Higher-than-normal temperatures last week sent people walking outside without jackets and enjoying the unseasonable weather.
But inside City Hall, sweltering temperatures in the 80s for most of the week had employees and visitors complaining, opening windows and even cranking up air conditioners.
“This happens every year,” said Tony Licata, a custodian for the city Department of Public Works. The 1871 building’s gas-fired steam heating system is much less flexible than a modern furnace would be at adjusting to changes in temperature outside.
Even though Licata shut the boilers off on Thursday morning, the building may be even hotter this year because of new blown-in insulation that reduces heat loss through the roof.
The insulation is part of a $1.7 million energy-savings program that is designed to cut the city’s energy waste and save money.
That price covers energy-saving measures at all the city’s buildings, including new compact fluorescent lighting fixtures, controls on the furnaces, weather-stripping on windows and doors, insulation and even solar panels at the water treatment plant.
The city will really get the benefit when the mercury plummets this winter, said William McTygue, director of public works.
“We’re not going to see the fruits of our labor here until it gets cold,” he said.
Johnson Controls, an energy efficiency company based in Milwaukee, Wis., installed the measures, and guarantees the city will reap more than $1.7 million savings in utility costs and maintenance over the next 15 years.
For City Hall alone in 2007, taxpayers spent $43,862 on gas and $81,196 on electricity.
Citywide, the city spends much more than that in heat and light at all its buildings.
The company has put programs in place in the Arts Council building, Canfield Casino, the two fire houses, the police garage, senior center, water treatment plant and Visitor Center.
The city financed Phase 1 through a New York Energy Research Development Authority loan that gave the city a minuscule .07 percent interest rate on the first $1 million borrowed. The other $700,000 for Phase 1 carries a 4.07 percent interest rate.
And city officials want to do more.
The Department of Public Works expects to ask the City Council to approve an amendment later this month to hire Johnson Controls for Phase 2 of the project, which includes replacing the chillers at the city’s two ice rinks and boiler work at the Franklin Community Center.

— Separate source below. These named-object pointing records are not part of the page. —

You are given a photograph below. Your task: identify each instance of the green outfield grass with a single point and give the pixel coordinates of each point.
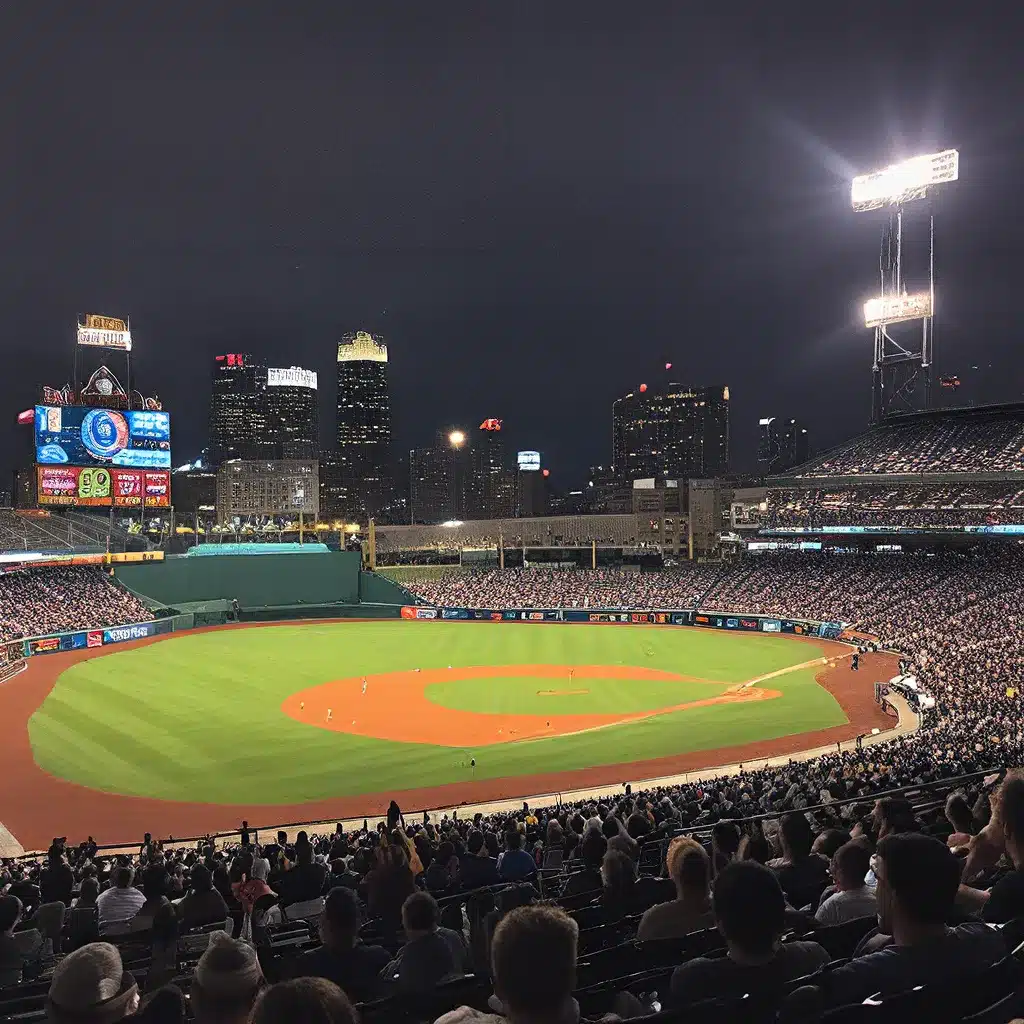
(197, 717)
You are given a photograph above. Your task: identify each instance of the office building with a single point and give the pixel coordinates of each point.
(431, 485)
(291, 414)
(674, 433)
(238, 418)
(660, 508)
(491, 489)
(261, 413)
(531, 485)
(262, 489)
(364, 422)
(195, 491)
(781, 444)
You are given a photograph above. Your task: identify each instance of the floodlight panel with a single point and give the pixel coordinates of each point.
(896, 308)
(906, 180)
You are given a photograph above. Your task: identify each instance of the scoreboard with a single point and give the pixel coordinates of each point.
(98, 486)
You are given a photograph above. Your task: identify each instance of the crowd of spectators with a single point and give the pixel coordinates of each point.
(542, 588)
(892, 505)
(37, 601)
(967, 441)
(840, 894)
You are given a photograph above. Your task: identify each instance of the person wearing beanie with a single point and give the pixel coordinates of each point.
(91, 986)
(227, 980)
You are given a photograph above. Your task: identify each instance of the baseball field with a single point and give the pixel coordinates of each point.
(304, 722)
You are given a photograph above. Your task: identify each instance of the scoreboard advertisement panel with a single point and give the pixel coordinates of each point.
(99, 486)
(76, 435)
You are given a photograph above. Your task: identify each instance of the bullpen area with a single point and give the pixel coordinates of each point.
(280, 723)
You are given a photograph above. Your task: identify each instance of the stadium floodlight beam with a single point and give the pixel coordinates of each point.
(904, 181)
(901, 370)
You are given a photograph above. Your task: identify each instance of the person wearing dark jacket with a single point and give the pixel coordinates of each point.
(431, 953)
(475, 866)
(351, 965)
(56, 881)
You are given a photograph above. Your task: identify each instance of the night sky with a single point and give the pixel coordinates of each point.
(536, 204)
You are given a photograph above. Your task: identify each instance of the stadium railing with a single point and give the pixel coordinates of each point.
(932, 791)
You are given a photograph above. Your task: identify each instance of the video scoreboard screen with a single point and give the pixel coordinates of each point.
(75, 435)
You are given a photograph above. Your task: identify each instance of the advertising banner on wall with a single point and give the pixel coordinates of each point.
(98, 486)
(119, 634)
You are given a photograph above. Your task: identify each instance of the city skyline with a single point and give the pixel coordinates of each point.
(529, 227)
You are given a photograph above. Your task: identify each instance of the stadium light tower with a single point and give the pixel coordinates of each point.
(901, 371)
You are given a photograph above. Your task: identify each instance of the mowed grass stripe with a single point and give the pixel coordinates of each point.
(197, 717)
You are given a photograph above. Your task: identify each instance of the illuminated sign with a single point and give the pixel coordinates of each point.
(104, 332)
(907, 180)
(292, 377)
(75, 435)
(98, 486)
(896, 308)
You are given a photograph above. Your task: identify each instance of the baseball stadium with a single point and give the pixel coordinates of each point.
(531, 713)
(393, 699)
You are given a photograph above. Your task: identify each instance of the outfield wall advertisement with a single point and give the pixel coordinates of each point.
(84, 639)
(668, 616)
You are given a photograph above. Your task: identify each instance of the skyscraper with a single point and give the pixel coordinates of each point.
(364, 422)
(260, 413)
(782, 444)
(492, 485)
(291, 413)
(238, 417)
(677, 433)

That work is expected to cost $720,000, McTygue said.
At City Hall, the new controls will automatically shut down one of the two boilers during the winter if there’s a warm spell outside, and then start it back up again when the temperature cools.
In the past, manually shutting down the boilers was the only option, McTygue said.
Although the changes are expected to save the city energy and money in the long run, they won’t necessarily perfect the temperature in City Hall to employees’ liking.
“It’s new technology on an old system that we’re trying to upgrade,” said Anthony “Skip” Scirocco, commissioner of public works.
He added that walls that were added inside the building later on made the heating system operate less efficiently because individual radiators were designed to heat a larger area. That’s especially the case in the police department, which has been divided up over time into smaller spaces.